Pendant l’homélie, le prêtre n’a dû répéter qu’un seul passage, couvert inopinément par un aboiement. Il expliquait que Dieu est « présent partout, parfois même là où nous ne l’attendons pas ». Il ne parlait pas à ce moment-là des animaux : « même dans nos ennemis », disait-il. « Je répète, parce qu’on n’a peut-être pas bien entendu, reprenait le célébrant avec humour, après l’aboiement intempestif, « même dans nos ennemis ». »
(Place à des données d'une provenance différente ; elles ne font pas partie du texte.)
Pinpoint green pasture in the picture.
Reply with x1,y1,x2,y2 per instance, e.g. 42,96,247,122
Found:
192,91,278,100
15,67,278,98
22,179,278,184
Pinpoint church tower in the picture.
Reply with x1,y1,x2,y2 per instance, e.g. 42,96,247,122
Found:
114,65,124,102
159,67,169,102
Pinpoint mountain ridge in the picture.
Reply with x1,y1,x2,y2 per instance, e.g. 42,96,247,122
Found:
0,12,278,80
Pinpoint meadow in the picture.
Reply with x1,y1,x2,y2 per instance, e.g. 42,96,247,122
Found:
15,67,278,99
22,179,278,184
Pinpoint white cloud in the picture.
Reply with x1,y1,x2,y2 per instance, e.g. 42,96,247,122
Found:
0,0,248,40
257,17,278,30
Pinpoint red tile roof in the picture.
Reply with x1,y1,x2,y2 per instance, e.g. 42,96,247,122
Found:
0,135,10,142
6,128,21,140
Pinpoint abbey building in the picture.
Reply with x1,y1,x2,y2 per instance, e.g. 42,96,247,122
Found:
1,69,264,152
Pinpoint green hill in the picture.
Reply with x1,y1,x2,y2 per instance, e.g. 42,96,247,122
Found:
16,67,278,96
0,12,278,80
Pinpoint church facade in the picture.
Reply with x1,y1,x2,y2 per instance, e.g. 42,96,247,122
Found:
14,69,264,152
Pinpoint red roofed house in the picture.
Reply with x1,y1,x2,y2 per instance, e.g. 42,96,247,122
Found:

Il commentait la parole de saint Jean Baptiste : « Voici l’Agneau de Dieu qui enlève le péché du monde », en faisant remarquer que Dieu lui-même dans le Christ a reçu ce titre issu du monde animal, chargé de toute la symbolique biblique renvoyant à la Pâque juive.
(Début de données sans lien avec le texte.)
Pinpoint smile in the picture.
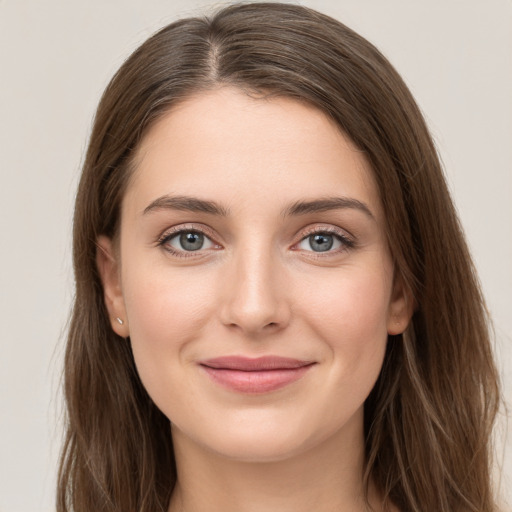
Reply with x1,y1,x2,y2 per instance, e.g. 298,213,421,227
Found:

L’assemblée était d’autant plus joyeuse que la participation active à la célébration était soutenue par une chorale dynamique et recueillie. Pour chant final, de tous les cœurs a jailli le Cantique des Créatures de saint François d’Assise.

Dans l’église, chiens, chats, lapins, perruches, tortues, qu’on a tenus tranquilles pendant la procession de communion.
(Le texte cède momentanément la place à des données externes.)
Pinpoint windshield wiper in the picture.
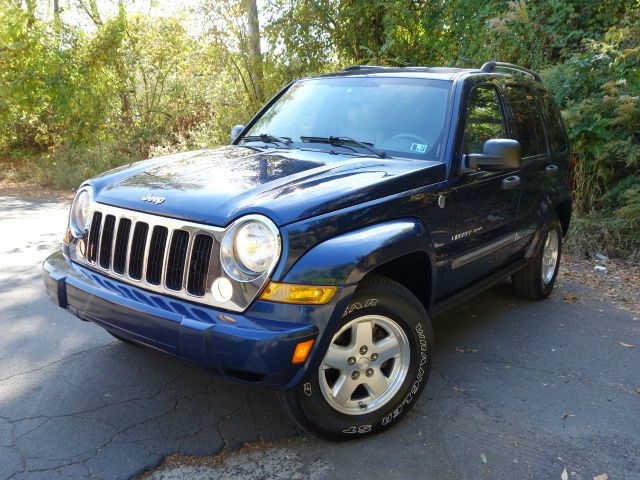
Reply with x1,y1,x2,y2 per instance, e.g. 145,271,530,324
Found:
300,137,389,158
242,133,291,148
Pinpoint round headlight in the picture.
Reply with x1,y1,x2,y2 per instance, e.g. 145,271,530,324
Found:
69,187,92,237
220,216,280,282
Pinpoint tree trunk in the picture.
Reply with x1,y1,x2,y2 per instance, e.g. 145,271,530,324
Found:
243,0,264,105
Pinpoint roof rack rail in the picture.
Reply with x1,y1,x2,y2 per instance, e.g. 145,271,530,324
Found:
480,60,542,82
342,65,386,72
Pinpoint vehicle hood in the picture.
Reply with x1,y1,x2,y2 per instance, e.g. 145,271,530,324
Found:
89,145,446,226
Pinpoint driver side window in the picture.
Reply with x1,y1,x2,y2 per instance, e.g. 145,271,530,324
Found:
462,85,507,154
A la fin de la messe, une bénédiction générale a eu lieu sur le parvis de l’église, prière publique en présence de membres de la Garde des finances à cheval, des Carabiniers à cheval et de l’unité cynophile de la Protection civile, rappelant les services rendus à la sécurité de nos villes par des chiens parfois découverts dans les refuges et choisis pour leurs qualités spéciales.

France 2 et la télévision italienne régionale, RAI 3, ont tout saisi dans leurs objectifs.

Puis le diacre a descendu la volée d’escaliers, goupillon en main, passant au milieu de cette foule joyeuse pour donner une bénédiction individuelle : eau bénite sur le museau ou sur le bec. Beaucoup de voisins qui ne se connaissaient que comme « maître de chien » avaient la joie de se reconnaître plus profondément comme chrétiens.

Ainsi, l’Eglise de Rome n’a pas renoncé à cette tradition antique qui est aussi dans l’esprit de saint François d’Assise, patron d’Italie, un moyen d’évangéliser – car certaines personnes ont cessé d’aller à la messe, mais ne manquent pas cette fête célébrée dès l’enfance – une occasion de rendre grâce pour le don de la Création, et finalement de redonner « à Dieu ce qui est à Dieu ».

C’est dans cet esprit que deux églises de Rome acceptent régulièrement à la messe des fidèles avec leurs compagnons de pèlerinage sur cette terre.